As of June 30, 2018, the Company had cash in the amount of $696,276 of which $665,477 is on deposit and restricted as collateral for a letter of credit and a corporate purchasing card, and a working capital deficit of $14,448,529, compared to cash in the amount of $709,244, of which $684,610 is restricted, and a working capital deficit of $14,755,001 as at December 31, 2017. In addition, the Company had stockholder’s equity of $260,856 at June 30, 2018 compared to a deficit of $1,248,168 as of December 31, 2017.

 

The Company’s accumulated deficit was $37,841,103 and $35,554,994 at June 30, 2018 and on December 31, 2017, respectively.

 

The Company’s operations resulted in net cash used of $21,097 during the six months ended June 30, 2018, compared to net cash provided of $4,909,178 during the six months ended June 30, 2017, a decrease of $4,930,275. The changes in the non-cash working capital accounts are primarily attributable to an increase in accounts receivable of $2,587,507 during the six months ended June 30, 2018 and an increase of $1,587,111 in accounts payable.

 

Net cash provided by investing activities was $37,582 for the six months ended June 30, 2018, compared to net cash used of $27,387 for the six months ended June 30, 2017, an increase of $10,195, attributable to increase in sale of fixed assets.

  

The Company’s financing activities used net cash of $29,453 during the six months ended June 30, 2018, compared to net cash used of $4,892,010 during the six months ended June 30, 2017. For the six months ended June 30, 2018, the Company increased the line of credit to support the demands of a growing backlog of customer orders and decreased the notes payable by $1,316,205.

  

Inflation

 

The Company’s results of operations have not been affected by inflation and management does not expect inflation to have a material impact on its operations in the future.

 

Off- Balance Sheet Arrangements

 

The Company currently does not have any off-balance sheet arrangements.

 

ITEM 3. QUANTITATIVE AND QUALITATIVE DISCLOSURES ABOUT MARKET RISK

 

Not Applicable

 

ITEM 4. CONTROLS AND PROCEDURES

 

EVALUATION OF DISCLOSURE CONTROLS AND PROCEDURES

 

The Company’s management, with the participation of our principal executive officer and principal financial officer, evaluated the effectiveness of our disclosure controls and procedures (as that term is defined in Rule 13a-15(e)) as of June 30, 2018, the end of the period covered by this Quarterly Report on Form 10-Q.

 

Based upon that evaluation, our Chief Executive Officer and Chief Financial Officer, (Principal Financial and Accounting Officer) concluded that, as of June 30, 2018, our disclosure controls and procedures were ineffective as of the end of the period covered to ensure that information required to be disclosed in our reports filed with the Securities and Exchange Commission pursuant to the Securities Exchange Act of 1934, as amended, is recorded, processed, summarized and reported, within the time periods specified in the Securities and Exchange Commission’s rules and forms and is accumulated and communicated to the Company’s management, including its principal executive officer and principal financial officer, as appropriate to allow timely decisions regarding required disclosure.
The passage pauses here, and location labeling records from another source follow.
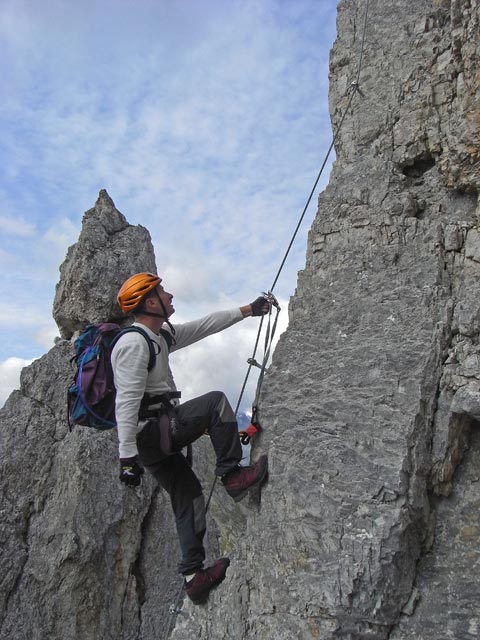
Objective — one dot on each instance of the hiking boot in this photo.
(240, 480)
(205, 580)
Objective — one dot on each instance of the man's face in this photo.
(166, 298)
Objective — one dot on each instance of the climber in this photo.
(143, 400)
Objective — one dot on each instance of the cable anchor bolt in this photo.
(269, 297)
(355, 87)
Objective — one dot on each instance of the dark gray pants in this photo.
(210, 413)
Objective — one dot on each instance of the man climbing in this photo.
(147, 438)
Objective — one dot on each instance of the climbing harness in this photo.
(352, 90)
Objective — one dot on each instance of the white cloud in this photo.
(10, 376)
(206, 122)
(16, 227)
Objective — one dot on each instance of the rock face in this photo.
(108, 251)
(369, 526)
(82, 558)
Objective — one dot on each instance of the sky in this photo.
(205, 120)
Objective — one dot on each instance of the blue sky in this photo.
(206, 121)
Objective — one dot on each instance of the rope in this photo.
(353, 90)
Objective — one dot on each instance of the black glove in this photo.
(130, 471)
(259, 306)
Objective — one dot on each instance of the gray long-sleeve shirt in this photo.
(132, 379)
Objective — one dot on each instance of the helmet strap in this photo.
(160, 315)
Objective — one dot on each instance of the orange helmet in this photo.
(135, 289)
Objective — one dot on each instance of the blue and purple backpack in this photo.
(91, 397)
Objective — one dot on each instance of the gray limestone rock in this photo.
(368, 527)
(108, 251)
(83, 558)
(370, 407)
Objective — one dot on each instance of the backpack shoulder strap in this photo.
(168, 337)
(153, 356)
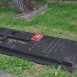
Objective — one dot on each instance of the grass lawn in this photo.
(59, 20)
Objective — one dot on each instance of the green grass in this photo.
(59, 20)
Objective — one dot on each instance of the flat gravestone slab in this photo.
(4, 74)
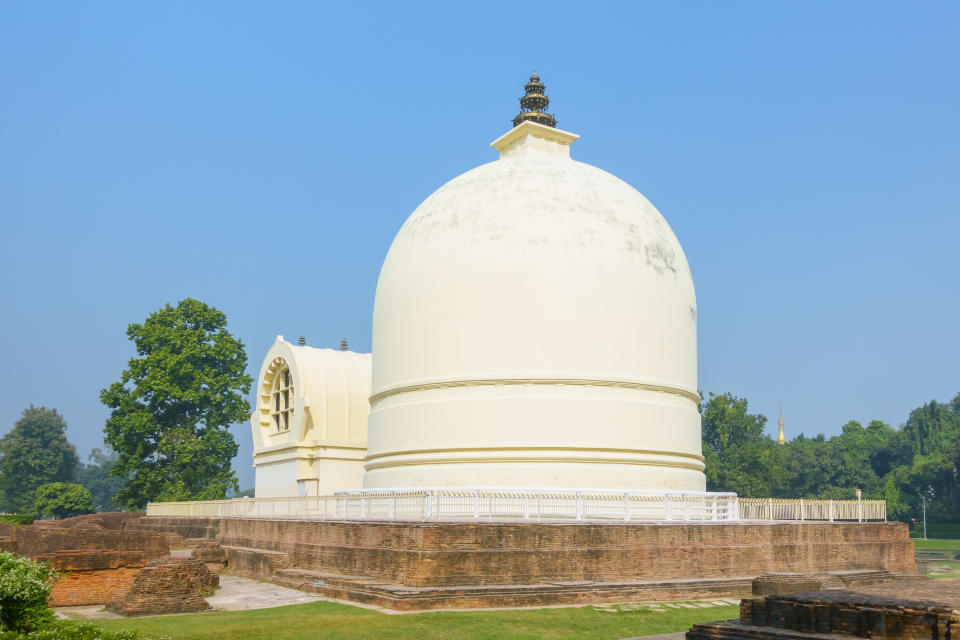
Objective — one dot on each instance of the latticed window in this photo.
(282, 409)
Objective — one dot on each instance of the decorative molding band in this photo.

This was due to the following material weaknesses which are indicative of many small companies with limited staff: (i) inadequate segregation of duties and effective risk assessment; and (ii) insufficient written policies and procedures for accounting and financial reporting with respect to the requirements and application of both United States generally accepted accounting principles and Securities and Exchange Commission guidelines. Management anticipates that such disclosure controls and procedures will not be effective until the material weaknesses are remediated.

 

Disclosure controls and procedures are controls and other procedures that are designed to ensure that information required to be disclosed in our reports filed or submitted under the Exchange Act are recorded, processed, summarized and reported, within the time periods specified in the SEC’s rules and forms. Disclosure controls and procedures include, without limitation, controls and procedures designed to ensure that information required to be disclosed in our reports filed under the Exchange Act is accumulated and communicated to management, including our Principal Executive Officer, and Principal Financial and Accounting Officer, to allow timely decisions regarding required disclosure.

 

During 2017, we identified material weaknesses in our internal control over financial reporting, which were disclosed in our annual report on Form 10-K filed with the SEC on May 8, 2018.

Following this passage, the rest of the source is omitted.